The orthodox are not the only ones exempted from military (and civilian) service. So are the Arab citizens, though for quite different reasons.

The Israeli army never wanted to draft the Arabs and give them – God forbid! – military training and arms. Only the Druze, an old religious-ethnic community with a vague connection to Shiite Islam, do serve, as do a few Bedouin.

Now, with Equal Service slogans rampant, this exemption is coming up, too. Why don’t the Arabs serve? Why are they not called up, at least, for civilian service?

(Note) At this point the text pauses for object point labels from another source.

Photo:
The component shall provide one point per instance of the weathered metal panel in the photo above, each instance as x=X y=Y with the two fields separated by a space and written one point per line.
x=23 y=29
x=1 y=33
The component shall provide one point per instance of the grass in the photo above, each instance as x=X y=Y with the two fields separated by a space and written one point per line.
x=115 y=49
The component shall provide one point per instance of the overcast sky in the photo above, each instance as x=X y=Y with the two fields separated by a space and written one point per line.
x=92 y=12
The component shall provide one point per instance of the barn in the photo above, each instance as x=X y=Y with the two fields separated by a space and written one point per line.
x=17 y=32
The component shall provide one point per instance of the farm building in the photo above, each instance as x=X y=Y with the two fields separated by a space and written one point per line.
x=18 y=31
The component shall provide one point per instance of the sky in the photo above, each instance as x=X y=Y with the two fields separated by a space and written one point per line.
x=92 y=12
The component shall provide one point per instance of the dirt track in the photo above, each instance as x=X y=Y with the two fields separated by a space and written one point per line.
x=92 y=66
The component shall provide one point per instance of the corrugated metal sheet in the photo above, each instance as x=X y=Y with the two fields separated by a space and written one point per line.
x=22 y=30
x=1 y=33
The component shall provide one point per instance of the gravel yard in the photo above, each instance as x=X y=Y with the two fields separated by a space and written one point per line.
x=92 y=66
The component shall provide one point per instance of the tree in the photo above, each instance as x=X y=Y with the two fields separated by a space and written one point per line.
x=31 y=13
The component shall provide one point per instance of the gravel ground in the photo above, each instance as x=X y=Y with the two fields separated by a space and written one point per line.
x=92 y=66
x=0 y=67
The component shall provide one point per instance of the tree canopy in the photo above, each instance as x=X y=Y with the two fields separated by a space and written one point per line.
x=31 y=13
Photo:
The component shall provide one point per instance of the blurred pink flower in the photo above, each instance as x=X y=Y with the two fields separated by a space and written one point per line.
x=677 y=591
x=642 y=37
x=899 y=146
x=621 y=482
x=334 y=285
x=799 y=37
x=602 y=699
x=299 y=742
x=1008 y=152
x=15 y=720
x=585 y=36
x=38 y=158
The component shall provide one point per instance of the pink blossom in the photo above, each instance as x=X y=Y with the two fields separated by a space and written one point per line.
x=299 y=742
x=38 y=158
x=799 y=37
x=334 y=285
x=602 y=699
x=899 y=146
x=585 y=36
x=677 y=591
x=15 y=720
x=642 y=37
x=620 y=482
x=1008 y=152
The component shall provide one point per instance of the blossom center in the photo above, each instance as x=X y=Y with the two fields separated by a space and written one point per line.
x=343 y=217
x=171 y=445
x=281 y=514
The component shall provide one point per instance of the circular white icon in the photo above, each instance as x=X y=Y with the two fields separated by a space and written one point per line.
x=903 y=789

The Arab citizens refuse, of course. Military service against their own people – fellow Palestinians and fellow Arabs – is out of the question. They refuse civilian service, too, claiming that the state that discriminates against them in so many ways has no right to call them up at all. Even when offered social service within their own community they refuse, causing much resentment among Jewish youths who have to go to the army while Arabs of the same age can go to university or earn good money working.

Thus the movement for Equal Service is in the happy position of attacking the two communities most hated by the majority: the orthodox and the Arabs. Bigotry, racism and secularism, all in the name of equality. Who could wish for more?

NETANYAHU IS now left with his former small majority. He has to find a quick solution to the service of the orthodox, since the Supreme Court is breathing down his neck. The present draft law, which was rejected by the court, expires at the end of this month. By then, a new law must be in place.

For Netanyahu, the preferred solution is calling early elections, perhaps next February. He would like that, since currently there is no one around who could compete with his popularity. New parties would have no time to establish themselves.

But Netanyahu is no gambler. He has no appetite for risk-taking. With elections, like wars, one can never be quite sure of the outcome. Stuff happens.

An excellent alternative would be to split Kadima. Having just started to enjoy the sweet taste of government, some of its members may feel disinclined to let go. The Likud would be only too happy to receive them into its ranks.

Divide et impera may have life in it yet.